Business intelligence reporting

This piece is adapted from Jeremy Cohen's presentation at a private dbt Learn training in May of 2020.

The work #

Building static reporting within your team’s BI tool of choice, which will generally be used by business users who live outside the data team.

There’s two streams of work involved:

  1. Technically constructing reports: creating charts, moving pixels around on the page
  2. Building trust in those reports: by communicating the work that’s been done at the transformation layer (data testing, source freshness reporting, documentation)

These two streams of work are equally important — if users don’t trust the underlying data, then reporting loses its utility.

Owned by #

Reporting builds are generally owned by data analysts (known as BI analysts on some teams).

Analytics engineers contribute by scoping out which elements (data joins, metric calculations) should live at the transformation layer (in dbt in our case) or within the data visualization tool.

Analytics engineers don’t deliver the answers to an analyst’s questions; they make all relevant data available in the best format for querying, so the business analyst can answer those questions on their own.

Downstream dependencies #

What’s downstream of reporting? Your business users’ trust!

Most businesses run on reports. Whether you think that’s good or not (I can confess to having written a blog post titled “Delete your KPI Dashboard”), it is the way of the world.

Reporting therefore has the most eyeballs on it, and the largest potential to ruin someone’s day when things break. Low-reliability reporting can crush a team’s faith in data.

Prerequisites #

The analyst and analytics engineer must build a shared understanding of what belongs in transformation code, and what belongs in reporting.

The boundary can be somewhat blurry, so deciding what transformations should be done where can be case-dependent.

Generally speaking, transformations in dbt should gear towards producing clean feature + dimension tables, with no risk of fanout for your BI tool user.

The BI layer should remain thin and flexible, and be ready to answer business questions with minimal additional work (limited joins or renaming of fields). To summarize this split:

dbt-appropriate processes BI-appropriate processes
- any critical business logic - on the fly aggregations
- best agreed on versions of a model - joins qualified by user input
- complex SQL - ad hoc queries
- multipurpose code - select-star SQL that feeds R, Python, JS (custom viz)
- version-controlled items  

The backstory: how this came to be #

If I were to ask you questions like, “what do you use your BI tools for” and “what should you use them for,” what would be your answer?
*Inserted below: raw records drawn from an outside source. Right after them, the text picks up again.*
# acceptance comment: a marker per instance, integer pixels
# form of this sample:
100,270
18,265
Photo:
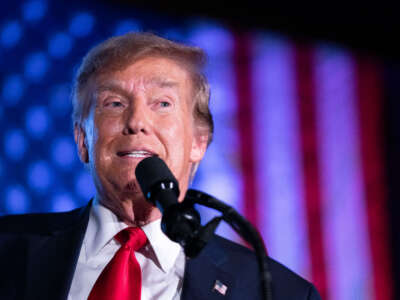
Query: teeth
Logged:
139,154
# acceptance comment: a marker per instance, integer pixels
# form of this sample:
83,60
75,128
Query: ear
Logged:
199,147
81,143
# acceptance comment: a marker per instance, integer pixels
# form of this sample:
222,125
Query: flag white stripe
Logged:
278,156
344,217
219,174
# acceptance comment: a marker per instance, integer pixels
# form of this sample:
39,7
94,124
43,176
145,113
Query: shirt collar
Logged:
104,225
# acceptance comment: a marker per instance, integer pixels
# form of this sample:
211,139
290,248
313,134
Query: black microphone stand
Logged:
243,227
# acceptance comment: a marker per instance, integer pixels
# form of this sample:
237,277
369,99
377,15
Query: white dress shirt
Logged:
161,260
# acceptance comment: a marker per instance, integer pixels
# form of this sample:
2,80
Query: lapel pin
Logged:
220,287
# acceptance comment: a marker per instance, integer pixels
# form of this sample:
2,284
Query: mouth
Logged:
136,153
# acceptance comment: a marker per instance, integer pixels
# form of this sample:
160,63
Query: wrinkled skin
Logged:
146,107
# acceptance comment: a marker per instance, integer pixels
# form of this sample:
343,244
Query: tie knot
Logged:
132,237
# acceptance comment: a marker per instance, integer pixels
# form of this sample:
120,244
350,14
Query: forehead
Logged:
147,72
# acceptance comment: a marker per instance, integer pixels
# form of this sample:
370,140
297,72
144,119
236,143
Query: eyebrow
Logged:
112,87
117,88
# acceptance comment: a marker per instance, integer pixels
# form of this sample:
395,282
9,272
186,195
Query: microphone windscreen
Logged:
151,171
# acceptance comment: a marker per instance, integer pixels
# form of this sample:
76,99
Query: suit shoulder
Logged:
285,282
39,223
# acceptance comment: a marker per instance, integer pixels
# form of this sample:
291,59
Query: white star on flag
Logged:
220,287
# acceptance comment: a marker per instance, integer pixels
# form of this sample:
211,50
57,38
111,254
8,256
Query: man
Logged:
135,96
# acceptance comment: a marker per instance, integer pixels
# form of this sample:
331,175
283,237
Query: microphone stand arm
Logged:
243,227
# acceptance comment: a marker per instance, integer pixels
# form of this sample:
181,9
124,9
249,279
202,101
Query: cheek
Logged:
104,131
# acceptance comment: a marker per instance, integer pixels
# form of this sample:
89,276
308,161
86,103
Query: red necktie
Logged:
122,278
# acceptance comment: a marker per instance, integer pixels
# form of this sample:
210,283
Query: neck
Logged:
132,213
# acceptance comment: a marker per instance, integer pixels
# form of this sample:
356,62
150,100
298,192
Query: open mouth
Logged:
135,154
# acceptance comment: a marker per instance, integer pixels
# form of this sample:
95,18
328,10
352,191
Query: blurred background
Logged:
306,105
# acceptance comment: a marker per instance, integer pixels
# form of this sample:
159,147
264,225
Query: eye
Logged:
113,103
165,104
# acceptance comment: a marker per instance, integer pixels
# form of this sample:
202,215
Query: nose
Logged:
137,119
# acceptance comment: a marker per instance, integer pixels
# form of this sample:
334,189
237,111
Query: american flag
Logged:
220,287
298,151
298,140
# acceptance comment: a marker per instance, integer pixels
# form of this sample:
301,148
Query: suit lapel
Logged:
52,258
204,274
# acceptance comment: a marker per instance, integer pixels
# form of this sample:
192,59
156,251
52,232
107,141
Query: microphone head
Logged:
152,171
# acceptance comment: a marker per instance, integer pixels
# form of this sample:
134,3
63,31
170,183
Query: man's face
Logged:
143,110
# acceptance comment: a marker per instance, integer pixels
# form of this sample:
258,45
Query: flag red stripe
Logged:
242,67
370,94
310,161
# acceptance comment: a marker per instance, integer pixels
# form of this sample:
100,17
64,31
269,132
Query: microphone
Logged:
180,221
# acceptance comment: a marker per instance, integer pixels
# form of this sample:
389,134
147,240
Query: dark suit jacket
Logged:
39,252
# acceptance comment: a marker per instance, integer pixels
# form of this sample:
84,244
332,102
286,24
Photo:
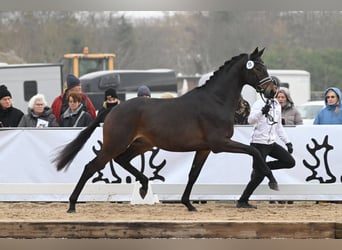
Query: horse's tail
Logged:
68,153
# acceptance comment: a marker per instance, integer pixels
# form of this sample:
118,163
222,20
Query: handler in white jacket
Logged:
266,119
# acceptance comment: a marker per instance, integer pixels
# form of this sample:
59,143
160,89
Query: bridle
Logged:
250,66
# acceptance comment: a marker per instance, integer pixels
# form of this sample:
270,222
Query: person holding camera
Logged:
266,119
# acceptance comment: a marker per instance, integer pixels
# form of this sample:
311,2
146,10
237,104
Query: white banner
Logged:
26,158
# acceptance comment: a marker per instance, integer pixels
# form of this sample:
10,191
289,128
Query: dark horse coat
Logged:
178,124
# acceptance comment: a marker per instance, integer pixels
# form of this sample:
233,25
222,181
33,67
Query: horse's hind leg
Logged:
89,170
197,164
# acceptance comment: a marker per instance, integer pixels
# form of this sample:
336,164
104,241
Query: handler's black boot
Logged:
244,204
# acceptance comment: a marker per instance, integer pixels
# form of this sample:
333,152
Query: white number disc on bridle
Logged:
250,65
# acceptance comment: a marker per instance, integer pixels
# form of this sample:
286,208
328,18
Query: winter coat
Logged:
31,119
331,114
10,117
79,118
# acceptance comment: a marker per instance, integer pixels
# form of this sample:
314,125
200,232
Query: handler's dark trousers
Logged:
283,160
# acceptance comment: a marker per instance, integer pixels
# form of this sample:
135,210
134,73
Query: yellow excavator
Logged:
83,63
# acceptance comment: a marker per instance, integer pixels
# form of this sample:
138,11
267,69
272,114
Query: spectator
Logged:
267,125
242,112
75,116
289,113
331,113
39,115
144,91
60,104
9,115
111,100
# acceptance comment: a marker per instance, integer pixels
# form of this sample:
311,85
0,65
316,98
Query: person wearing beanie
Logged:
144,91
289,113
60,104
72,81
39,114
332,112
9,116
110,101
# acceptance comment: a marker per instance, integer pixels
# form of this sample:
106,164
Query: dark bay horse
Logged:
201,120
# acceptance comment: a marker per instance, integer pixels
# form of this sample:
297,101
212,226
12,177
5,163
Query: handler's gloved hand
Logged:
289,147
266,109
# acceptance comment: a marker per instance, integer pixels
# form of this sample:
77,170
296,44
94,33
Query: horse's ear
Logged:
261,52
255,52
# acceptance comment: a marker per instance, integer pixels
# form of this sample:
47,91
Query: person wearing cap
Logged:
9,115
266,119
60,103
144,91
110,101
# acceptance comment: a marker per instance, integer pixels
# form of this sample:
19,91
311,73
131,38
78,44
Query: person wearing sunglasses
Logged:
331,113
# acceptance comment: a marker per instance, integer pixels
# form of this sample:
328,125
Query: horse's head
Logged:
257,75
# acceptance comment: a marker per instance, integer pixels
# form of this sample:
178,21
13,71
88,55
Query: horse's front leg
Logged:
197,164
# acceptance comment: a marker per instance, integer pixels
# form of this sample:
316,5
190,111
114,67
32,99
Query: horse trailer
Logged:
26,80
127,82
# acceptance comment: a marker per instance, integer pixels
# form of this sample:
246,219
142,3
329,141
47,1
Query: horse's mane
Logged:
225,67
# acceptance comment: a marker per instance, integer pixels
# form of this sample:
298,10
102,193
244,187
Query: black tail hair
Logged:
67,154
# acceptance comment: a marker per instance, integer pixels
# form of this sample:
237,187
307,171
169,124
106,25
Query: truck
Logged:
297,81
126,83
79,64
26,80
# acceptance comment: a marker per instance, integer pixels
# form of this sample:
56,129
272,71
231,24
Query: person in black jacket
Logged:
9,116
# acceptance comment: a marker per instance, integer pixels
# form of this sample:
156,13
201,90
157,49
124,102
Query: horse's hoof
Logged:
273,186
142,192
191,208
245,204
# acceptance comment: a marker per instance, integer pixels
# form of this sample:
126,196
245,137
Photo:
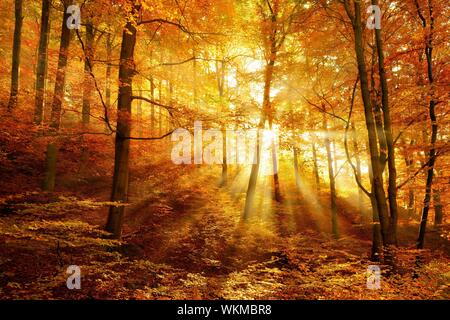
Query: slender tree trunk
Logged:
152,107
16,55
50,168
58,94
122,144
41,70
315,165
376,230
296,170
377,179
333,208
392,180
358,168
433,119
87,82
160,114
139,114
251,190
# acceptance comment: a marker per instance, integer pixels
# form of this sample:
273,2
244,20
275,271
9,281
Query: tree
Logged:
41,71
58,93
122,143
432,154
16,55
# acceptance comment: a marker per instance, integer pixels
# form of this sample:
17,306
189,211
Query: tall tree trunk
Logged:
315,164
438,208
152,107
251,189
358,168
333,208
377,178
16,55
139,113
41,70
109,42
87,81
50,167
122,144
392,180
296,170
433,119
58,94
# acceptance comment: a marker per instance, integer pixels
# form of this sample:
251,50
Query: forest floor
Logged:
184,239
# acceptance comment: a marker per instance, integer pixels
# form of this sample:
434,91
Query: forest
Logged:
225,149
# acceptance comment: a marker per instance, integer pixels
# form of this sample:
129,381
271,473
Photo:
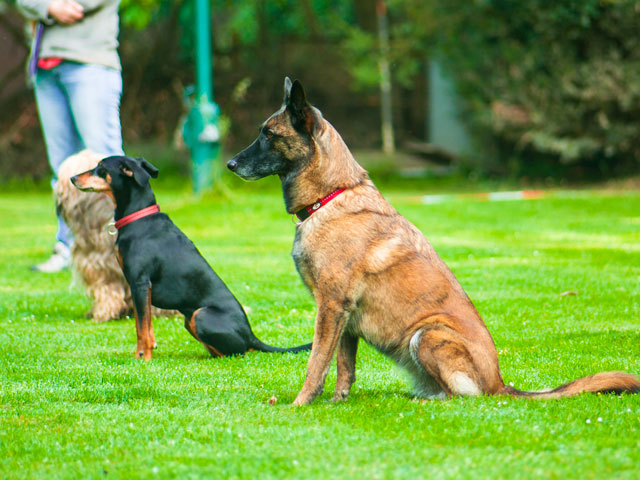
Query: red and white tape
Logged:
488,197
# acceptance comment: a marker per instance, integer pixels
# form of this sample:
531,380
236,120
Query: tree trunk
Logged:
388,143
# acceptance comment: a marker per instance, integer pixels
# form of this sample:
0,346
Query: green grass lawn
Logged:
74,403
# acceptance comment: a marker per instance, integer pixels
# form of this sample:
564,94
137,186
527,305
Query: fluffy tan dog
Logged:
93,251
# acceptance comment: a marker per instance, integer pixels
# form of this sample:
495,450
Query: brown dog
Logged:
373,274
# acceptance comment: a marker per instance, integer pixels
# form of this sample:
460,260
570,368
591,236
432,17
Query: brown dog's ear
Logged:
302,116
287,91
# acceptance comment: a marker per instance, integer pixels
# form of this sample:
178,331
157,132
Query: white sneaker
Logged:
59,260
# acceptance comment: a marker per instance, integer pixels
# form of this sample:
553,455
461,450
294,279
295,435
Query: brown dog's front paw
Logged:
303,399
144,354
340,396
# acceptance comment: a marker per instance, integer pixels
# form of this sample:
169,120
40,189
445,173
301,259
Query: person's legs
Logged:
94,95
61,140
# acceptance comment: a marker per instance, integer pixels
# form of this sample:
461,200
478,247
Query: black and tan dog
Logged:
164,268
372,273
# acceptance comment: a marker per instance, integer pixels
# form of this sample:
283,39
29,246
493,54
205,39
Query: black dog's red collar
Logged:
309,210
137,216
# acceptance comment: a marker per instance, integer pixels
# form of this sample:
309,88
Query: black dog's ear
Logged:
139,169
302,116
151,170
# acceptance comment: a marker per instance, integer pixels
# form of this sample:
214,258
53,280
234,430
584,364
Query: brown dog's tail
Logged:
605,382
263,347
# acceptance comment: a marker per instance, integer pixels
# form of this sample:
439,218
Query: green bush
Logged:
548,87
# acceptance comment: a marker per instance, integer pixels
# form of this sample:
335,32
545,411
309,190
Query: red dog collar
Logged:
309,210
145,212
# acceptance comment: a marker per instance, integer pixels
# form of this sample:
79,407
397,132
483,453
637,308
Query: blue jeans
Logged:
79,107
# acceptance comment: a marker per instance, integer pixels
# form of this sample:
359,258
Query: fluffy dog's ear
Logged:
136,168
302,116
151,170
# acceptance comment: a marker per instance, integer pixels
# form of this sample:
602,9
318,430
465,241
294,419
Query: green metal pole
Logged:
202,126
203,50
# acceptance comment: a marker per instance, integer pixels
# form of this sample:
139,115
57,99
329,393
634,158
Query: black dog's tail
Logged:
263,347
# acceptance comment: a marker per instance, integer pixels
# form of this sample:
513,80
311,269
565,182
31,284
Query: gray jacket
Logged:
94,39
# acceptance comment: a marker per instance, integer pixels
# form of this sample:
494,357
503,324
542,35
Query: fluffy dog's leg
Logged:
443,354
346,362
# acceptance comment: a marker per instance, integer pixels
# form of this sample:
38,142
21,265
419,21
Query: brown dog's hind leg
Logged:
442,353
346,360
330,322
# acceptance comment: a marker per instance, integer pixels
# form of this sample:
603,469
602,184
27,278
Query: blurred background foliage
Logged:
546,89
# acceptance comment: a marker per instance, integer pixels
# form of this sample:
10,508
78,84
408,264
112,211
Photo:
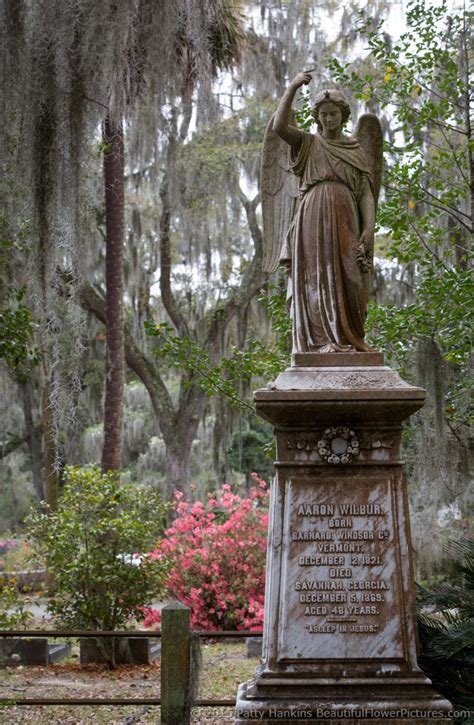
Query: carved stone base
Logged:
340,631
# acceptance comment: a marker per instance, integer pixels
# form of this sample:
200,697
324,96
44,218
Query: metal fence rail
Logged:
175,697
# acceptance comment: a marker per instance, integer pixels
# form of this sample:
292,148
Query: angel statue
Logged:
319,196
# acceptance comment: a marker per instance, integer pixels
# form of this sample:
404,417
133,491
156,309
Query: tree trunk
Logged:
115,365
33,439
51,474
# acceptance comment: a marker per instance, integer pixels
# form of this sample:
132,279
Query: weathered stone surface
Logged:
34,651
176,665
253,646
340,627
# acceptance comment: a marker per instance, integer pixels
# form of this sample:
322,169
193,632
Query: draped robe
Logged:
327,289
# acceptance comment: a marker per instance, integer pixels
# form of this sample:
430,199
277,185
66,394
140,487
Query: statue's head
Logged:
331,95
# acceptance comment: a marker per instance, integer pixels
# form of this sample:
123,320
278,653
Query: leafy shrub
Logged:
89,545
218,554
13,607
446,630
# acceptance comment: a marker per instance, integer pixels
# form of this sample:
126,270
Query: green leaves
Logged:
91,545
422,82
224,377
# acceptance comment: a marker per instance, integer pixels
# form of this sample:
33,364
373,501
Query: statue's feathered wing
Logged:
369,134
279,191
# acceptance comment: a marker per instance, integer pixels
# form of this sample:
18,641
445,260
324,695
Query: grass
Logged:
224,667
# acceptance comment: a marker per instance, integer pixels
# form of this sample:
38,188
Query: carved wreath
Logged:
326,452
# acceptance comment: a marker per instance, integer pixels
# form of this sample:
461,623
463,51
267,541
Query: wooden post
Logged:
175,665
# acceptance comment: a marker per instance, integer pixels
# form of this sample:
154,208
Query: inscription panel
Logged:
340,593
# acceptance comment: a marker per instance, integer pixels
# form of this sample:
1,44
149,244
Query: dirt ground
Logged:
224,667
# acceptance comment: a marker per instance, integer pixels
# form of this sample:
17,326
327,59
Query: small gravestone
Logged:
129,651
31,652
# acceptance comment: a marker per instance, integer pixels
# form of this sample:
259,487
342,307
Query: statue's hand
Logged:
364,257
302,79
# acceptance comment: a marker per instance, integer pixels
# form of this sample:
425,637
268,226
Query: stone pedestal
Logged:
340,641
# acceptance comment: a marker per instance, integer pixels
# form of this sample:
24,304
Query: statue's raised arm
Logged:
328,234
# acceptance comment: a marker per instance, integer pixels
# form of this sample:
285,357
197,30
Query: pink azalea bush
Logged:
218,553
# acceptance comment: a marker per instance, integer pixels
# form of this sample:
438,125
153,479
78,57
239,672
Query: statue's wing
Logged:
370,136
279,190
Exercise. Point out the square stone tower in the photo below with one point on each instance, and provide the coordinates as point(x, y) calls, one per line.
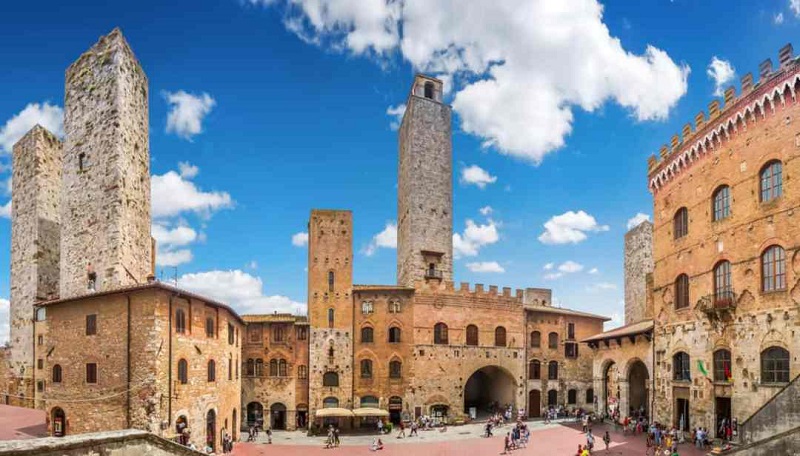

I can tell you what your answer should be — you should use BI tools for the things they’ve always been good at:

  • Presenting a flexible interface where users can point, click, filter, or drill down as needed
  • Making data accessible to less-technical users
  • Telling a well-scripted, beautiful data-driven story
  • Providing stunning visualizations right out of the box with little code work required
  • Offering bonus features such as dynamic user input, alerting, scheduling, and PDF/CSV generation

BI tools like Tableau, Metabase, Mode, Looker (and more!) offer a way to grab hold of data in different ways and illustrate its present impact.

Whether you’re looking at flight data, sales figures, consumer transactions, or biometric stats — with access to the correct sources and a well-trained user, BI tools make the data speak for itself.

But for all of their capabilities, there are many tasks we push them to do that they’re not so good at, which is where dbt comes in:

  • BI tools can’t do hard thinking about multilayered data transformation with complex order dependencies.
  • They cannot enforce single sources of truth (defining, documenting, centralizing business logic).
  • BI tools are unable to maintain separate data environments, such as those for testing or version control.
  • They’re poor at running multiple non-performant SQL scripts concurrently.
  • They don’t offer the ability to manage user access to sensitive data.

Harking back to the intro to the transformation section, dbt entered the modern data stack back in 2016 to specifically solve these problems.